Besides, he said at the time, "I know this town well, and I know more about what's going on than [some council members] do." It is easy to see how he finds out: Wherever he goes on his errands around town--the post office, the grocery store--almost everyone seems to know him, and he can hardly get on with his business until he has exchanged greetings with all of them.

Tolbert, who has lived in Leesburg since 1949 and has a bridge named after him over the Dulles Greenway, did not win the appointment, which went to Planning Commission member Mervin Jackson, a young fellow of 69. But Tolbert remains a regular at council meetings via cable TV.

Tolbert spends most days tidying his immaculate two-bedroom condo. There are dozens of trophies, plaques, framed letters and ribbons to dust in one corner near the sliding glass doors that look out to the golf course. As befits a retired chef who once owned his own restaurant, he cooks most of his own meals--usually making crusts for apple pies and gravy for mashed potatoes from scratch. As he moves around in his small yellow kitchen, sink to stove, stove to refrigerator, he launches into the memories, which fill photo albums stacked neatly under a coffee table.

His first restaurant, in Charles Town, was called Tolbert's Cafe, and on the advice of his father--who had never been too keen on his son's ambition to cook for a living--he closed it as the Depression hit. Later he cooked at the Laurel Brigade Inn and then for the girls at Madeira School in McLean--he could tell endless stories about the pranks they played on him, the advice they sought from him.

"I listened to those girls at Madeira when they had a problem, and I would tell them just like a father would," he said.

Sometimes his attention wanders among the memories. But when he is pressed for details of a particular event, he will pipe up with the exact date and time. He married "the lovely Virginia Dorothy Gaskins at 4 p.m.

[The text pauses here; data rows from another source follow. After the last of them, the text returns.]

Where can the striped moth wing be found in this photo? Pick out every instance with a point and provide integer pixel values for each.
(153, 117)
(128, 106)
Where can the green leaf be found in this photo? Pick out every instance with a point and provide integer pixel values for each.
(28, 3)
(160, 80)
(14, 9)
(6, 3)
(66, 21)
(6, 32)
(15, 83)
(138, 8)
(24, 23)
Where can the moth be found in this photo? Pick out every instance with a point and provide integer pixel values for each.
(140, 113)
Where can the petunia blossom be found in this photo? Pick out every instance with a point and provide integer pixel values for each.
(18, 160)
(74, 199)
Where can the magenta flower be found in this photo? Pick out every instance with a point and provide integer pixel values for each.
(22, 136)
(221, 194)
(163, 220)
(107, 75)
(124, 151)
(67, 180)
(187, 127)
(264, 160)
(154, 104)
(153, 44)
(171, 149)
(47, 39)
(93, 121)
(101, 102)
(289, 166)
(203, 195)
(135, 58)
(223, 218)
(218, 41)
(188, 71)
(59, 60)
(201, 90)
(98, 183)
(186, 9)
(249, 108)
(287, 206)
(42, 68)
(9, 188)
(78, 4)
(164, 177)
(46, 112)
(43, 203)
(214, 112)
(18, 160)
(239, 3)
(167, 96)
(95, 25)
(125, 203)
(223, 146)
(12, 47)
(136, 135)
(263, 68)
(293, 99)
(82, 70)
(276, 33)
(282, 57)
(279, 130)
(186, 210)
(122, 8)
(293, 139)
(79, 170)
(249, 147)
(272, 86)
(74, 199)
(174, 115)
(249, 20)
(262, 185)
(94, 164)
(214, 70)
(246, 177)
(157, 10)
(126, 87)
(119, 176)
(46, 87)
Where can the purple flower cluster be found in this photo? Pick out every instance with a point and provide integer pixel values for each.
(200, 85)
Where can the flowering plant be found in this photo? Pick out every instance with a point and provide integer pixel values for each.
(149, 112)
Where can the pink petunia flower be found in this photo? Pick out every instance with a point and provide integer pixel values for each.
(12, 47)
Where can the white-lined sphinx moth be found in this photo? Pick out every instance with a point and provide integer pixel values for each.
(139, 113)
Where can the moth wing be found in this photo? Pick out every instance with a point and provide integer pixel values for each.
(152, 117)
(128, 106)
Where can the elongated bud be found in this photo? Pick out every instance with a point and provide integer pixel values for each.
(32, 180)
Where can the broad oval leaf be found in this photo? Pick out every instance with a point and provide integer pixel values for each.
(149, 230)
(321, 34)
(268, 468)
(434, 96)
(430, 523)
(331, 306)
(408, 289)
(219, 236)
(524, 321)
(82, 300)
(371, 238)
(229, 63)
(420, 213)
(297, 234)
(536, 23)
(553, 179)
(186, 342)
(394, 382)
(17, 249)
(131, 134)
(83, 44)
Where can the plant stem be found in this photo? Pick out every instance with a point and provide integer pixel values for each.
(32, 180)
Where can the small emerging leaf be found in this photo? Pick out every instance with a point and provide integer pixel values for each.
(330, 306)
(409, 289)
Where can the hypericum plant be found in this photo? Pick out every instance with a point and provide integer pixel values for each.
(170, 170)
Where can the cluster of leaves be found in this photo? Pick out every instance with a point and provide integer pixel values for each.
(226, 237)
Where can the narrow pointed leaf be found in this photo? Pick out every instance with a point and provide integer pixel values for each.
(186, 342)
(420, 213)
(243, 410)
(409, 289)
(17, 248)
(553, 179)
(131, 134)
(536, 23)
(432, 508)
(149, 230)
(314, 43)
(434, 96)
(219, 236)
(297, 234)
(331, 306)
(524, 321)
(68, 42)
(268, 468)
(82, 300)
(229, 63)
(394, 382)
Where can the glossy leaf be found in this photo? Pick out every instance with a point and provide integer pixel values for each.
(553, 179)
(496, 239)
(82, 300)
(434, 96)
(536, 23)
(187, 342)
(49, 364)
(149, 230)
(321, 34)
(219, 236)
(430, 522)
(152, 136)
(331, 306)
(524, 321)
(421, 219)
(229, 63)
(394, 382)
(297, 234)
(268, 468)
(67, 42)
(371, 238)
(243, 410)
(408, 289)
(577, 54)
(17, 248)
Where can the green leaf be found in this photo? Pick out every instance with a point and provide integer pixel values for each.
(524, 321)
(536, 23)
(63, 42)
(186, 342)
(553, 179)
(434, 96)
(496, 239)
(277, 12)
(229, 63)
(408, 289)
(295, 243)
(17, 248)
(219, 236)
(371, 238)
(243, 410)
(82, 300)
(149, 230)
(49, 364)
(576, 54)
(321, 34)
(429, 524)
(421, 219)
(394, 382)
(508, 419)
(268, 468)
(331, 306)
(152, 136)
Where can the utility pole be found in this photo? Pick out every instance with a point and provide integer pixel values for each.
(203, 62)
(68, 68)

Oct. 16, 1936."

"That was the day," he said. "I miss her . . . mostly at night. I have nobody to think about but her. . . . It's pretty rough sometimes." He recites the other important dates: She was born July 5, 1910, and died of a heart attack Dec. 6, 1992.

Their children, two daughters and a son, "are busy with their own things," he said, but they call him, and so do their eight grandchildren. One of his daughters, who lives in Leesburg and helps with some of his chores, keeps him supplied with magazines to read--a stack of Time, Newsweek and Jet. His favorite book is still the Bible.

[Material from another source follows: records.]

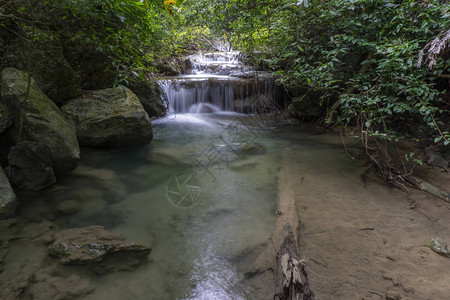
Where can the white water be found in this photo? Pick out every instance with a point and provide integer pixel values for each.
(222, 80)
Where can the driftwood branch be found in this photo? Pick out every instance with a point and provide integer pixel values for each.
(400, 179)
(291, 278)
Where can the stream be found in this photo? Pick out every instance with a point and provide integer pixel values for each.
(203, 194)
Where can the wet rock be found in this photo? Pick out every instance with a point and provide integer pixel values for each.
(13, 289)
(42, 120)
(31, 166)
(437, 160)
(68, 207)
(52, 284)
(439, 246)
(53, 74)
(90, 245)
(109, 117)
(305, 108)
(151, 96)
(6, 118)
(41, 232)
(8, 200)
(393, 294)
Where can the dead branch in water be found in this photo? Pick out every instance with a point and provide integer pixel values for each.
(400, 179)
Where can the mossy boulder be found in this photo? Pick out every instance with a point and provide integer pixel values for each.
(42, 120)
(52, 72)
(305, 108)
(91, 245)
(8, 200)
(31, 166)
(109, 117)
(6, 118)
(151, 96)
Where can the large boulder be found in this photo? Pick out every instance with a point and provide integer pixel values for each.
(31, 166)
(42, 120)
(8, 200)
(52, 72)
(109, 117)
(305, 108)
(151, 96)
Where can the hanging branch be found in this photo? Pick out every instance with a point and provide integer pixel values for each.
(434, 48)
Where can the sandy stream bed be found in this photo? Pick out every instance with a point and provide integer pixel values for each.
(364, 240)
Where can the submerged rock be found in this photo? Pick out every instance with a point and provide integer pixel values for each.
(31, 166)
(439, 246)
(109, 117)
(51, 284)
(90, 245)
(8, 200)
(42, 120)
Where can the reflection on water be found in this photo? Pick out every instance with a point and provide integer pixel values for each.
(200, 251)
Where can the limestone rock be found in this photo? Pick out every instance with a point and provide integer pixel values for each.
(8, 200)
(42, 120)
(109, 117)
(91, 245)
(305, 108)
(31, 166)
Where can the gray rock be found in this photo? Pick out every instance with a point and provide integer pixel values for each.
(6, 119)
(8, 200)
(42, 120)
(305, 108)
(52, 72)
(90, 245)
(31, 166)
(109, 117)
(14, 288)
(436, 160)
(68, 207)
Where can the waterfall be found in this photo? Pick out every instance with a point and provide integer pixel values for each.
(221, 82)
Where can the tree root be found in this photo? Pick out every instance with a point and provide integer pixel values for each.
(400, 179)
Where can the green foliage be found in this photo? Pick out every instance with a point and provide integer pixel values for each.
(360, 53)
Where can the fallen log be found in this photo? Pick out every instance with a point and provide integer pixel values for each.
(291, 277)
(291, 280)
(427, 187)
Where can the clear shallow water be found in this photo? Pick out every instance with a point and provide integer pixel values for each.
(203, 249)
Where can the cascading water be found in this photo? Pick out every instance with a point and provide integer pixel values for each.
(220, 79)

A close second is the 25-page family history some of his relatives put together for a family reunion in 1995. He is quick to point out that they got his middle name wrong on the second page--it's William, not Wesley. And the nickname listed beside it, Buster, well, he's not sure how he got it, he just knows his grandfather always used to call him that.

The green cover of the book is a bit faded, and a poster-size family tree, which he keeps tightly folded inside it, has begun to wrinkle at the edges. He keeps the package within eyesight, near his TV and police scanner, which sit a few feet from his recliner.

He hasn't made any particular plans for a birthday celebration. He tells a visitor seven decades his junior about his great-grandmother, who lived to be 111 and "could run faster than you do."

"It might be in my genes," he said, smiling. "I would like to live as long as I can and die when I can't help it."

CAPTION: John W. Tolbert Jr., a Leesburg resident since 1949, will celebrate his 94th birthday tomorrow. A familiar face around town, Tolbert served on the Town Council for 14 years before retiring a decade ago.

CAPTION: John W. Tolbert Jr. relaxes in the living room of his condominium that overlooks the West Park golf course.